Loved this even more on second viewing. This movie really didn't need to be this good, it could have just been a two hour long version of that first sequence with kid Sammy, all about how »the movies sure are magic« or whatever. Instead it's a much more complicated movie about, yes, the joy and magic of finding your passion, but also about how there's a selfishness to dedicating your life to art. Sammy is clearly a uniquely gifted artist, but the same gifts of perception that let him see what others don't and capture something real in his art also make him view every experience as »material« and put him at a remove from the people around him.

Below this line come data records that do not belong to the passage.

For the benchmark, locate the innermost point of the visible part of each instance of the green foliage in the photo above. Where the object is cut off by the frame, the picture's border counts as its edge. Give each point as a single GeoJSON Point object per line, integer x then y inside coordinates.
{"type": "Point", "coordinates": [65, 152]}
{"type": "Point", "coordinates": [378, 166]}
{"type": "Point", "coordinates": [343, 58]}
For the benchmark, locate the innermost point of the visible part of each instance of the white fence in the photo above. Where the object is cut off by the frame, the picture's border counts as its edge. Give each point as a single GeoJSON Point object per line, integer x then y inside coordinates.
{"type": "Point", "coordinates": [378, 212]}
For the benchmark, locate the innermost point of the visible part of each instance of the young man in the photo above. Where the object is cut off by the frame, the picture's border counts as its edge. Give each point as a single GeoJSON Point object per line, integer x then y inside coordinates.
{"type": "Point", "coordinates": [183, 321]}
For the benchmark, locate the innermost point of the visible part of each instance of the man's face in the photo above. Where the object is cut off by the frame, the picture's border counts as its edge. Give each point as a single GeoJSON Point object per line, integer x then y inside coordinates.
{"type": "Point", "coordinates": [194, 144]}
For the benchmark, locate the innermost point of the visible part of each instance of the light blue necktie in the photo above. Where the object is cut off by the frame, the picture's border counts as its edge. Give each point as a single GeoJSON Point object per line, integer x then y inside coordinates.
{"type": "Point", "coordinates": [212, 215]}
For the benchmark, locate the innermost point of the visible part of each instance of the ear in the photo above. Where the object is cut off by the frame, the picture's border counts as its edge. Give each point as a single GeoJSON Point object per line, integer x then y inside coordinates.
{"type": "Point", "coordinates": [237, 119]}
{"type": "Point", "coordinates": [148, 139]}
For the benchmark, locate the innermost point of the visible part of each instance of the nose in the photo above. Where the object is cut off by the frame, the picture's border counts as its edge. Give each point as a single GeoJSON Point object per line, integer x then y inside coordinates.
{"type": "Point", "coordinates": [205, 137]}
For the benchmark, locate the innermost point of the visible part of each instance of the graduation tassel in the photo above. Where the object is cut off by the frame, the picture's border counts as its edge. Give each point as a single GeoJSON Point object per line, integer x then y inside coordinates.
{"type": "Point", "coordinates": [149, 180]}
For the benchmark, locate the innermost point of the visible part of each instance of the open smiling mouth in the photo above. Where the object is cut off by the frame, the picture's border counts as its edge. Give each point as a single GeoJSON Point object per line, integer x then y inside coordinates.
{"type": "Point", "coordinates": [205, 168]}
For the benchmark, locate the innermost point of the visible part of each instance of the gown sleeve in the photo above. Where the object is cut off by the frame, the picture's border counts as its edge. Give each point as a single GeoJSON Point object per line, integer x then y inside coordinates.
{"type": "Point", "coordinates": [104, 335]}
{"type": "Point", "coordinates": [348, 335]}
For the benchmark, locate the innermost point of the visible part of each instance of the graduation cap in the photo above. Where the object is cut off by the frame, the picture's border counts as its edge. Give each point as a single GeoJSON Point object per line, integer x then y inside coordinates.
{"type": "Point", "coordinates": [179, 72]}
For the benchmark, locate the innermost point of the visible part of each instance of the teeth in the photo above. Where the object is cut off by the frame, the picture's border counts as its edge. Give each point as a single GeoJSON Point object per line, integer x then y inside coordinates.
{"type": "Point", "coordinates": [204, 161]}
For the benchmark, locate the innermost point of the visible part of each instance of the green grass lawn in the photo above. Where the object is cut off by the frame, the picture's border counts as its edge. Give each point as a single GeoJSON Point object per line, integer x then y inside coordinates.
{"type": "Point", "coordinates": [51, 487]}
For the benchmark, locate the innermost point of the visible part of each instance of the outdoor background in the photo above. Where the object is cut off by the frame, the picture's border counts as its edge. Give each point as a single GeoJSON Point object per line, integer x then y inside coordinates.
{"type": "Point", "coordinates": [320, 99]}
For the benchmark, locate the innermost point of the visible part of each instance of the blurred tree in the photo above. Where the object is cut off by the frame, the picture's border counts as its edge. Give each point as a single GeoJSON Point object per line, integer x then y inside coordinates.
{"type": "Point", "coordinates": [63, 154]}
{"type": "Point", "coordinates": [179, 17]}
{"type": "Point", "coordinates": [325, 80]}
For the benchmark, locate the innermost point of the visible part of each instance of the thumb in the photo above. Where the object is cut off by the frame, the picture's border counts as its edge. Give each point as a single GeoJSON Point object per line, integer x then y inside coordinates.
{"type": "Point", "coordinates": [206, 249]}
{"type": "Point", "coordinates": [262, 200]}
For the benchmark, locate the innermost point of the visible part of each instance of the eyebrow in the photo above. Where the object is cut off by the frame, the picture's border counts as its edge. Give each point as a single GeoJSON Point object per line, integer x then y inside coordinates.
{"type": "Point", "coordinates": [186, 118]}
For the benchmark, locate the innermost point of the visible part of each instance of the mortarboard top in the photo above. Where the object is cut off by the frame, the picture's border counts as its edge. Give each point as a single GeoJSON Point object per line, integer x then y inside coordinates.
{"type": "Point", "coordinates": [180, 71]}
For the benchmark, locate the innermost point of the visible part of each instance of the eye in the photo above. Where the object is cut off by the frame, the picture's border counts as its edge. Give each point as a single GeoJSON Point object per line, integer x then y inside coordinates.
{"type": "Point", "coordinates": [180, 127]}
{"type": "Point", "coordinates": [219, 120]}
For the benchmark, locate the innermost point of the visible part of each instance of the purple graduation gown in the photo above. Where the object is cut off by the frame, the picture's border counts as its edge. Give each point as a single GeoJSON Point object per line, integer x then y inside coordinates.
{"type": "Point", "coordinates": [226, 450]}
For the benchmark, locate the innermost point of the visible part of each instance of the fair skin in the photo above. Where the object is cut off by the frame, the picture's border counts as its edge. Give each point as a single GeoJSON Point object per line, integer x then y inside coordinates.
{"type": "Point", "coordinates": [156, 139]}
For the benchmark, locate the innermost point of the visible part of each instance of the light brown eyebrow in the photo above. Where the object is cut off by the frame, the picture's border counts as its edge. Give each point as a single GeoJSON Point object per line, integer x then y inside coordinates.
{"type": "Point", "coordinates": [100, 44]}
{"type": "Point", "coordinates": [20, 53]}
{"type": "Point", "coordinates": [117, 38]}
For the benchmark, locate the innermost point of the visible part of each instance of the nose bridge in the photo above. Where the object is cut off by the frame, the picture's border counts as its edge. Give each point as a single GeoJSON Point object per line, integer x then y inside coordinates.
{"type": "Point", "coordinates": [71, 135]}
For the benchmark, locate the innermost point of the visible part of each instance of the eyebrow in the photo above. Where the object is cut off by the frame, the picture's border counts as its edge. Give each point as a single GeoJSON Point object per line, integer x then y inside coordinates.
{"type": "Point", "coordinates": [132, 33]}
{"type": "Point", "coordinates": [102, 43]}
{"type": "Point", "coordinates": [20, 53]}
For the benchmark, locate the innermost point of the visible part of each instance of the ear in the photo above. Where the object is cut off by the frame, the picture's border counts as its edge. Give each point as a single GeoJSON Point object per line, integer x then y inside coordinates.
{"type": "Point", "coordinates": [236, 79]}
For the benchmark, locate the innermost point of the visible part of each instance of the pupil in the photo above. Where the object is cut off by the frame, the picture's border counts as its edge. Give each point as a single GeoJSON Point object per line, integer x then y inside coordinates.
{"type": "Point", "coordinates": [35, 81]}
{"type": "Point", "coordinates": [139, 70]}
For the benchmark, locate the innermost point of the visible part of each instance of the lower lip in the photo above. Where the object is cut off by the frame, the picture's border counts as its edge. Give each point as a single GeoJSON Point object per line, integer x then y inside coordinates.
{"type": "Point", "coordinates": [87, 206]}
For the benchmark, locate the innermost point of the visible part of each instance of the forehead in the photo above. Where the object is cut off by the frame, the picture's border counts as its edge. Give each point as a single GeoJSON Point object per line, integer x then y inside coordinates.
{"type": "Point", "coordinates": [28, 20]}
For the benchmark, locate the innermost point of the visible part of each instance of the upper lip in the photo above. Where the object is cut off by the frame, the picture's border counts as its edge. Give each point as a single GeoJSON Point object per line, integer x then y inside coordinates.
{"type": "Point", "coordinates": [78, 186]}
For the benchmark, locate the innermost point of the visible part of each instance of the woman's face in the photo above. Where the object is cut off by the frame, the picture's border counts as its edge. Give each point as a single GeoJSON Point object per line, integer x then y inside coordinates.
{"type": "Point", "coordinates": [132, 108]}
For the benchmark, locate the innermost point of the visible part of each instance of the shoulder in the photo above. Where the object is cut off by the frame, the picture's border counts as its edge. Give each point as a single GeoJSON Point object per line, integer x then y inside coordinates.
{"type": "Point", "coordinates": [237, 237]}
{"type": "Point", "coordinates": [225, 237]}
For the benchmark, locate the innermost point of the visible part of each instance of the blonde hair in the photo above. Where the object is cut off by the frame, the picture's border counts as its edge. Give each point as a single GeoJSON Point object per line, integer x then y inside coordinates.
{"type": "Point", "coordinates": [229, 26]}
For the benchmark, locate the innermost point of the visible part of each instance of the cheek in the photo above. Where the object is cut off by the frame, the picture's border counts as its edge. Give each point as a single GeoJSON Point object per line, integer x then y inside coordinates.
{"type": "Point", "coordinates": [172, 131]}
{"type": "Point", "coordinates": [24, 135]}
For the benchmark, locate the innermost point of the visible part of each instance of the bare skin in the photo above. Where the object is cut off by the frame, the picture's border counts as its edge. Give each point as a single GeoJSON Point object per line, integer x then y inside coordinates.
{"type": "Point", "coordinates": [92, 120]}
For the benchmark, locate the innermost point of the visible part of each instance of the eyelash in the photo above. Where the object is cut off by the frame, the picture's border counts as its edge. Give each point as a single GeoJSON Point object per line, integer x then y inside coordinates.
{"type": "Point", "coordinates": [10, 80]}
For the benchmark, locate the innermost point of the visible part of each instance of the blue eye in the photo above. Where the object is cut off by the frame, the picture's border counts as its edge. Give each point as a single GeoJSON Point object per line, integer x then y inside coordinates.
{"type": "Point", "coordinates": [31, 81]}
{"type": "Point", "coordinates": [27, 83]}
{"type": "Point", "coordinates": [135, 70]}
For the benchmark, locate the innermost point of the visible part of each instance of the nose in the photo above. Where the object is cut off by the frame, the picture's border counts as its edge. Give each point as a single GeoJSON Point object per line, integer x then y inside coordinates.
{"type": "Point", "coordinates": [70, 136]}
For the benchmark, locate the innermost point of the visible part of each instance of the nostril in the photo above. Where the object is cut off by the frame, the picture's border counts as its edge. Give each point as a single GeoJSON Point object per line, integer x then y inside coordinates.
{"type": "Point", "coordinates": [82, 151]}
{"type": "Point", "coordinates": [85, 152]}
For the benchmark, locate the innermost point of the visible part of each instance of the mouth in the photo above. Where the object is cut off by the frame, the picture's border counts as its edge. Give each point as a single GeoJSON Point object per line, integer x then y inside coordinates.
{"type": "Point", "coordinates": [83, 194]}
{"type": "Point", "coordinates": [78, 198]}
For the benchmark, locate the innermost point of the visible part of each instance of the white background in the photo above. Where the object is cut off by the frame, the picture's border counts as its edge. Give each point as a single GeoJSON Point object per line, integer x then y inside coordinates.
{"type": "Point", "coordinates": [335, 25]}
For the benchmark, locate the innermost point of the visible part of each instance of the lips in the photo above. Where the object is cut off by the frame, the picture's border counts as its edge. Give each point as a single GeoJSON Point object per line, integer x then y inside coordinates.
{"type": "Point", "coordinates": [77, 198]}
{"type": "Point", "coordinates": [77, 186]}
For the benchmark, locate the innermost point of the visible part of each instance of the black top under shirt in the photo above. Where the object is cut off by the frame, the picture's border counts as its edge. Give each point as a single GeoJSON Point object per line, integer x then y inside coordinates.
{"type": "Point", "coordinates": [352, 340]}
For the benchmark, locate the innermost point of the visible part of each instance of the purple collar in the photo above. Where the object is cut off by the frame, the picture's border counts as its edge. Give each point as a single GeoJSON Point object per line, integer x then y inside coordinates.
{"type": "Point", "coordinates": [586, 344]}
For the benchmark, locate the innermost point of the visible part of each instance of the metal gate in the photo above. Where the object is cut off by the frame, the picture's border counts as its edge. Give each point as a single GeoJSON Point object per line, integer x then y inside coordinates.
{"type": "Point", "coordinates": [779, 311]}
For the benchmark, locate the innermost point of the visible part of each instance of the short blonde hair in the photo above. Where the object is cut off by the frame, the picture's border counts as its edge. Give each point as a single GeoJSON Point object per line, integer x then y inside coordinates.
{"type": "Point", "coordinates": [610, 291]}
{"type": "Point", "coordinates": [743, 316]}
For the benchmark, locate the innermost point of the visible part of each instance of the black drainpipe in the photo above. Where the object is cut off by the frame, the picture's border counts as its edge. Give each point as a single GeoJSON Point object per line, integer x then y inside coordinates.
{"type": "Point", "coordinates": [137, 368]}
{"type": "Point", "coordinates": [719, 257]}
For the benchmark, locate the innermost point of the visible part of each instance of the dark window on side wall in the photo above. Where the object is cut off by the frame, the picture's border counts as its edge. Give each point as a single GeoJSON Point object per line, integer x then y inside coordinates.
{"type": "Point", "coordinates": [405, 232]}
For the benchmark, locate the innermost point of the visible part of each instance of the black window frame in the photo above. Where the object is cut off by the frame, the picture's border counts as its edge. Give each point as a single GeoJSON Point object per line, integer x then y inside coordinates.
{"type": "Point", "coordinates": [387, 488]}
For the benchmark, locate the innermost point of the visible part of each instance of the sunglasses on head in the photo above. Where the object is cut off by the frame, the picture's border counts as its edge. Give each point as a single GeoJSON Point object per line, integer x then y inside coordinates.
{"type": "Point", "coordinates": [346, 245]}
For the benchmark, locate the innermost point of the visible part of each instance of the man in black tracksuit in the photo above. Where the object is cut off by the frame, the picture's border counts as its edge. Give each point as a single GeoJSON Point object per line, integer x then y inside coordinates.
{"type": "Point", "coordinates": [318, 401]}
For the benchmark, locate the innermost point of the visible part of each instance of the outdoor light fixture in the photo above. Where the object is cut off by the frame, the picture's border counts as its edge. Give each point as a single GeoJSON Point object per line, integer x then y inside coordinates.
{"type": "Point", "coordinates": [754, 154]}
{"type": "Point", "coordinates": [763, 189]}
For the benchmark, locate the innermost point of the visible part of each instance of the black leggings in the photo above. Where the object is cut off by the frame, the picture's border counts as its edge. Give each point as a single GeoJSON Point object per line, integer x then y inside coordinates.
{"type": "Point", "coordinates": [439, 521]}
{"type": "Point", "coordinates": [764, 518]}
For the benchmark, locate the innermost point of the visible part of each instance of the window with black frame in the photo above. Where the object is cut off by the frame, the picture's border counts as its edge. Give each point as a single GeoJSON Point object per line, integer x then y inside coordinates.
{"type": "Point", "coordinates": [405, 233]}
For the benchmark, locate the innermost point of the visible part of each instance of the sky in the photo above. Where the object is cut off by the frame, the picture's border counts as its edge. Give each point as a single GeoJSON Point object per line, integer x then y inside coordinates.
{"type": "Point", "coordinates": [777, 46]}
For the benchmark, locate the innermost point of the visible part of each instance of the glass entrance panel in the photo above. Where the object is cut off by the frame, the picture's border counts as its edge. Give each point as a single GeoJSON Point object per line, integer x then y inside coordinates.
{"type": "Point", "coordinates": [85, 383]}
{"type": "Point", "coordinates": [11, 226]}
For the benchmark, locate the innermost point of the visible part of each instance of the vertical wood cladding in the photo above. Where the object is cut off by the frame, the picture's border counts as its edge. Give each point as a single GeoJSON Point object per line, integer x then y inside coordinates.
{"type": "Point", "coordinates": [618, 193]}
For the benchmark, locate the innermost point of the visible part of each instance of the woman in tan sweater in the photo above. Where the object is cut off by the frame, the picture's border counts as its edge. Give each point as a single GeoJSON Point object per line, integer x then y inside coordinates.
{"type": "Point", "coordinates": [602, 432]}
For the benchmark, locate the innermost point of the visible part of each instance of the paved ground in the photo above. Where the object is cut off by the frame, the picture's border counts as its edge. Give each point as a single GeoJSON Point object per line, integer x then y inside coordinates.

I love how the movie blurs the line between remembering and making-shit-up. Everything feels completely real and highly artificial at the same time. Characters act like real people one moment and then deliver a prepared speech about some grand life-lesson the next (sidenote: I genuinely want to know if Spielberg has seen Wet Hot American Summer, cause the break-up scene at the prom is basically the speech Marguerite Moreau gives to Michael Showalter at the end with fewer jokes; this is a compliment). I have to assume that something like that scene with the bully towards the end must be pulled pretty directly from memory (only real people act that insane), but then that same scene also contains some of the most movie-ass, wink-at-the-camera lines of the whole thing. Spielberg »finally tells his own story« or whatever, but constantly reminds you that that story is as much bullshit as any of his other movies, and then makes you think that maybe there's some deeper truth in that bullshit after all.

So I guess it *is* about »the magic of cinema«, but, you know, in a more interesting way than other movies of its kind, a way that feels more earned and more honest.